How to visualize annoted genomic features?
Load genome into Galaxy
Annotate genome with Prokka
View annotations in JBrowse
What is genome annotation?
Tools for genome annotation
The tool “Prokka”
- In these slides, we will learn what is genome annotation, and which tools can be used for genome annotation.
- We will describe in detail a tool called Prokka.
What is Annotation?
Classifying and describing parts of the genome sequence
Annotations are biological or other features on a genome, e.g.
a ribosome binding site: a biological feature
a sequence of TTTTTT: may/may not be biological but could be interesting
We can name features by type and location, e.g. gene, pseudogene, repeat
We can hypothesise functions, e.g. antioxidant activity
- Annotating a genome means positioning features along the sequence of a genome.

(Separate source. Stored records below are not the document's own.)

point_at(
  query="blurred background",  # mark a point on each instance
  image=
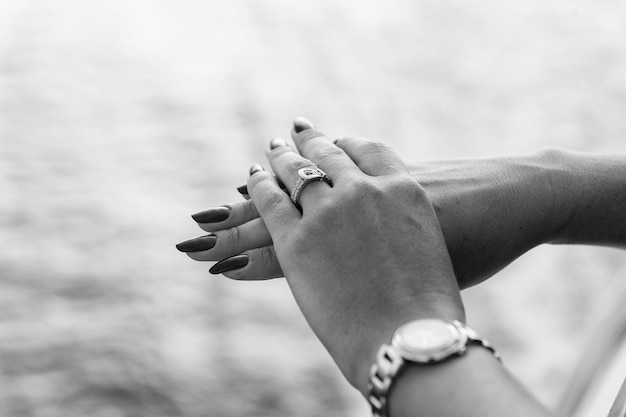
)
(119, 119)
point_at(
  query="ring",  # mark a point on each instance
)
(307, 176)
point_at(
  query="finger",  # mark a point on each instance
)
(373, 158)
(224, 243)
(226, 216)
(316, 147)
(286, 164)
(253, 265)
(243, 190)
(273, 204)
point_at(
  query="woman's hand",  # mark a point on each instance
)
(490, 210)
(364, 255)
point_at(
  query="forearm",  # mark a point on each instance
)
(475, 384)
(492, 210)
(593, 190)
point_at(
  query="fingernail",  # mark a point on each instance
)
(198, 244)
(276, 143)
(300, 124)
(230, 264)
(256, 168)
(212, 215)
(243, 189)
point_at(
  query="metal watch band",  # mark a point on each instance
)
(389, 364)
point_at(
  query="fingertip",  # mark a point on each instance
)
(301, 124)
(256, 168)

- Those features can be anything one can find in a genome sequence: genes, but also binding sites for example.
- When a feature, like a gene for example, is positioned, you can add information about its function.
- This operation is named “functional annotation”.

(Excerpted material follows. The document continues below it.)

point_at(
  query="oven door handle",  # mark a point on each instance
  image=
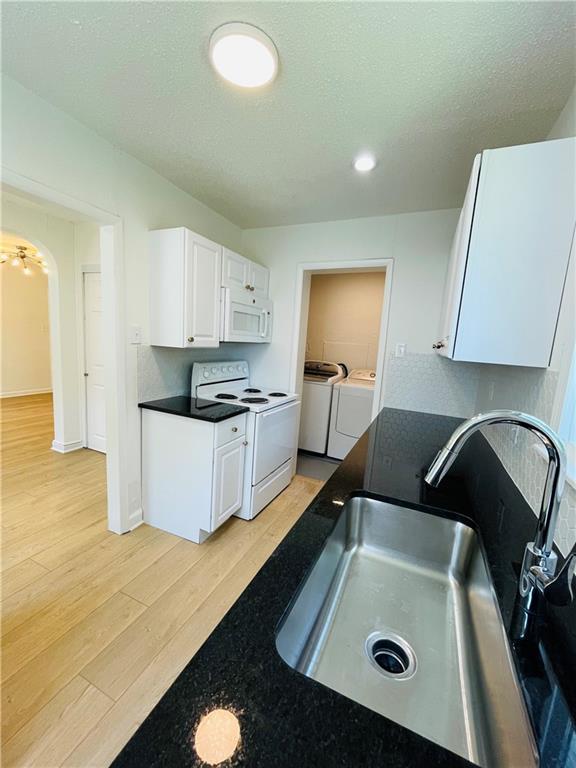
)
(279, 409)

First: assemble the genome
- Before annotating a genome, you need to assemble it.
- If you get a high quality assembly, it will be easier to perform a good quality annotation.
- Once you have a good genome sequence, you can annotate it.
- In this example, there a gene coding for a delta toxin.
- There is a ribosome binding site in red, and the coding sequence of this gene is in green.
- For each feature annotated on a genome, you can get its position, its type, and some information about its function or how it is expressed.
How do we annotate? many different ways:
sequence: does it match known sequences in databases?
sequence structure: e.g. does it look like an exon (start and stop codons)?
use other data: e.g. do lab experiments to investigate biological function
- You can annotate features by looking at similarities with known sequences from international databases.
- Some tools annotate features on a genome by seeking motifs corresponding to known structure (for example gene or exon start or stop).
- Some lab experiments can help annotate specific regions of a genome, even though it is often much more expensive than an automatic annotation.
- The lab experiments can provide certainty about function, where automatic annotation is more of a guess.
- Prokka is a pipeline that runs several other tools to annotate prokaryotic genomes.
- The input is the assembly of the genome in Fasta format.
- Prokka runs Aragorn to annotate transfer RNAs.
- Ribosomal RNAs are annotated with RNAmmer.
- Infernal uses the Rfam database to annotate non coding RNAs.
- Finally Prodigal annotated coding genes.
- Each coding sequence is then compared to the SwissProt sequence database using Blast, and to TIGR and Pfam motif datases using Hmmer3.
- SignalP is also run to detect signal peptides in each predicted coding sequence.
- The final result of the whole Prokka pipeline is a set of GFF3, GBK ans ASN1 files.
Galaxy Training Network Slides: Introduction to Genome Annotation
- More information is available in the “Introduction to Genome Annotation” slides.
- Prokka is a useful tool to annotate a bacterial genome.
- JBrowse can be used to inspect the annotation of a genome.